Social Media/Networking a Marketing Flop
In the rush to tap new tools, always a mistake, companies using social media to deliver marketing results are disappointed. That's what Adam Sarner, an analyst with market research firm Gartner, will share when he delivers his research results at the annual Gartner Symposium/ITxpo 2008 between October 12-16 in Orlando, Fla.
In a recent interview with CNET News, Sarner says that "over 75 percent of Fortune 1000 companies with Web sites have undertaken some kind of online social-networking initiative for marketing or customer relations purposes. Fifty percent of those campaigns will be classified as failures.

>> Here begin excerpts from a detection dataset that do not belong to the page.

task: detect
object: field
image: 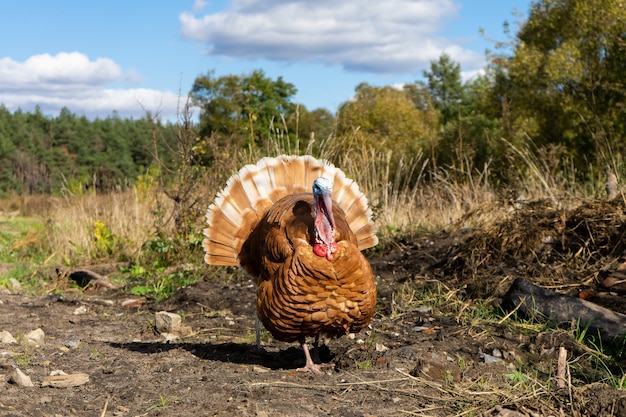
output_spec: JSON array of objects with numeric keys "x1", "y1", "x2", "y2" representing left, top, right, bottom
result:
[{"x1": 0, "y1": 158, "x2": 626, "y2": 417}]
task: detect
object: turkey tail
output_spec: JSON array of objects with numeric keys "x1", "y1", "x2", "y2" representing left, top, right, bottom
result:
[{"x1": 202, "y1": 155, "x2": 378, "y2": 266}]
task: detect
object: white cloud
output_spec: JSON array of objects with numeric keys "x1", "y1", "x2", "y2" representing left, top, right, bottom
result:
[
  {"x1": 0, "y1": 52, "x2": 186, "y2": 120},
  {"x1": 193, "y1": 0, "x2": 207, "y2": 13},
  {"x1": 179, "y1": 0, "x2": 484, "y2": 74}
]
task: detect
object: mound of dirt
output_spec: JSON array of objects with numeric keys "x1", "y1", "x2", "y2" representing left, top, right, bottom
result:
[{"x1": 0, "y1": 200, "x2": 626, "y2": 417}]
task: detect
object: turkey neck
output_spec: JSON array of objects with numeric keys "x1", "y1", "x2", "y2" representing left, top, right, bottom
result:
[{"x1": 313, "y1": 191, "x2": 337, "y2": 261}]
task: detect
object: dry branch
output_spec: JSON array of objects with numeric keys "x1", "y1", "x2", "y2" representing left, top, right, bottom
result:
[{"x1": 503, "y1": 278, "x2": 626, "y2": 342}]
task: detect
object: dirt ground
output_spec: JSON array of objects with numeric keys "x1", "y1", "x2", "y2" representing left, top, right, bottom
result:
[{"x1": 0, "y1": 199, "x2": 626, "y2": 417}]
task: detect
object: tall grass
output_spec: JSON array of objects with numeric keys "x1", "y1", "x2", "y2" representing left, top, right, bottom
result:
[{"x1": 0, "y1": 115, "x2": 602, "y2": 265}]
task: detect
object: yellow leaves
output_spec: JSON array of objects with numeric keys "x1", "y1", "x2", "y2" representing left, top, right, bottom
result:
[{"x1": 545, "y1": 40, "x2": 584, "y2": 83}]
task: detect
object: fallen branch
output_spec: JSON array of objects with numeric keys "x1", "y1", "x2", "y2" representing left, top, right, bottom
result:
[{"x1": 502, "y1": 278, "x2": 626, "y2": 342}]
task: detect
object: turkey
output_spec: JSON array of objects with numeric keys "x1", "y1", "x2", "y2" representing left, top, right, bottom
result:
[{"x1": 203, "y1": 155, "x2": 378, "y2": 373}]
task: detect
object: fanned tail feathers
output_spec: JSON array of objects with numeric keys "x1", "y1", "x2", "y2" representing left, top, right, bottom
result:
[{"x1": 202, "y1": 155, "x2": 378, "y2": 266}]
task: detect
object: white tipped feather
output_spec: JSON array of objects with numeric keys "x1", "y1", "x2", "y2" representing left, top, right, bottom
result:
[{"x1": 203, "y1": 155, "x2": 378, "y2": 266}]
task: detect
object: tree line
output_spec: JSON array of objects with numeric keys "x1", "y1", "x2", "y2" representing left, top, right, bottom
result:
[{"x1": 0, "y1": 0, "x2": 626, "y2": 193}]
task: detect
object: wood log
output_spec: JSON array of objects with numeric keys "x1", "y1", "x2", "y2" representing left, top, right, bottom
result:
[{"x1": 502, "y1": 278, "x2": 626, "y2": 343}]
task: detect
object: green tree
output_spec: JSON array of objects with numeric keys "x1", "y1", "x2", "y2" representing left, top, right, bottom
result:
[
  {"x1": 337, "y1": 83, "x2": 436, "y2": 170},
  {"x1": 510, "y1": 0, "x2": 626, "y2": 170},
  {"x1": 424, "y1": 54, "x2": 463, "y2": 125},
  {"x1": 191, "y1": 70, "x2": 297, "y2": 144}
]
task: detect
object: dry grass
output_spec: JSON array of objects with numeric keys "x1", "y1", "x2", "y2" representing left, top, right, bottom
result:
[{"x1": 2, "y1": 138, "x2": 598, "y2": 264}]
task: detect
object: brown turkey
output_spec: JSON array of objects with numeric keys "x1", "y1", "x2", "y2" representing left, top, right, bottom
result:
[{"x1": 203, "y1": 155, "x2": 378, "y2": 373}]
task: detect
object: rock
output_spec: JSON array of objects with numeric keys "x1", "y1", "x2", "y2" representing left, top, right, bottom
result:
[
  {"x1": 9, "y1": 278, "x2": 22, "y2": 294},
  {"x1": 411, "y1": 352, "x2": 461, "y2": 382},
  {"x1": 154, "y1": 311, "x2": 182, "y2": 334},
  {"x1": 9, "y1": 368, "x2": 35, "y2": 387},
  {"x1": 61, "y1": 335, "x2": 80, "y2": 349},
  {"x1": 72, "y1": 306, "x2": 87, "y2": 316},
  {"x1": 122, "y1": 297, "x2": 148, "y2": 307},
  {"x1": 41, "y1": 372, "x2": 89, "y2": 388},
  {"x1": 0, "y1": 330, "x2": 17, "y2": 345},
  {"x1": 24, "y1": 329, "x2": 46, "y2": 346}
]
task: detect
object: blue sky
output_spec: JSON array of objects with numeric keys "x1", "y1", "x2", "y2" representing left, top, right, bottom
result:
[{"x1": 0, "y1": 0, "x2": 531, "y2": 120}]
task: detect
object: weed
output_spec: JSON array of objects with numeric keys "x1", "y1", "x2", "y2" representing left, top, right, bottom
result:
[{"x1": 354, "y1": 359, "x2": 372, "y2": 370}]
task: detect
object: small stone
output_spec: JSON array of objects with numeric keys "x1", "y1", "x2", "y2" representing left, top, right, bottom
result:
[
  {"x1": 61, "y1": 335, "x2": 80, "y2": 349},
  {"x1": 411, "y1": 352, "x2": 461, "y2": 381},
  {"x1": 24, "y1": 329, "x2": 46, "y2": 345},
  {"x1": 154, "y1": 311, "x2": 182, "y2": 333},
  {"x1": 376, "y1": 343, "x2": 389, "y2": 352},
  {"x1": 413, "y1": 326, "x2": 430, "y2": 332},
  {"x1": 0, "y1": 330, "x2": 17, "y2": 345},
  {"x1": 72, "y1": 306, "x2": 87, "y2": 316},
  {"x1": 122, "y1": 297, "x2": 148, "y2": 308},
  {"x1": 41, "y1": 373, "x2": 89, "y2": 388},
  {"x1": 9, "y1": 368, "x2": 35, "y2": 387},
  {"x1": 9, "y1": 278, "x2": 22, "y2": 294}
]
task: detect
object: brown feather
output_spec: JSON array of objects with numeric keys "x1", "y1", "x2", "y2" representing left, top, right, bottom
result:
[{"x1": 203, "y1": 155, "x2": 378, "y2": 366}]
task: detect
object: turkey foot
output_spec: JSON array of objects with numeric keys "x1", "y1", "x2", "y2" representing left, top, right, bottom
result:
[{"x1": 296, "y1": 335, "x2": 330, "y2": 375}]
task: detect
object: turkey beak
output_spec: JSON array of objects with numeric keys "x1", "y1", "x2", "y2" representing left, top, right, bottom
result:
[{"x1": 321, "y1": 193, "x2": 335, "y2": 230}]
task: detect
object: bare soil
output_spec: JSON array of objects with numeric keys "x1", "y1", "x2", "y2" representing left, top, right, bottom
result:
[{"x1": 0, "y1": 199, "x2": 626, "y2": 417}]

"(Businesses) will rush to the community and try to connect, but essentially they won't have a mutual purpose, and they'll fail," Sarner said.
Sarner is saying that businesses are unable to balance their interests with that of their customers. To that I add very few consultants and so-called social media and social networking experts are telling them how to do so. Too many have become social media and social networking evangelists and then consultants, many without marketing or communications backgrounds. They all too often sell tools instead of integrated plans, strategies and goals that meld traditional marketing with Web 2.0 tactics to achieve measurable goals, including ROI (returns on investment as measured in revenues and profits not hits or links).
It's the same old story, which is told not only by non-marketers but by marketers themselves. It's easier to use a tool than to create an integrated marketing plan using carefully constructed strategies, tied to measurable goals and based on customer data that shows what those customers want and need and how they want to be communicated to about those things that meet or exceed their wants and needs.
In my opinion, if a company launches a blog, offers podcasts, jumps into Second Life or has a Facebook page without a plan tied to the business annual strategic plan, they likely will fail in their efforts to engage customers and to achieve ROI. Just as advertising or direct marketing should not be used alone to achieve sales and marketing goals, neither should a social media or social networking tool.
The Bottom Line: Smart companies and their marketing departments should not rush headlong into social media or social networking or any other set of tools without first creating strategies and goals. Once the objective is set and strategies and measurable goals are created to achieve the objective, then tactics (tools) should be carefully chosen to make the strategies successful and to achieve the goals.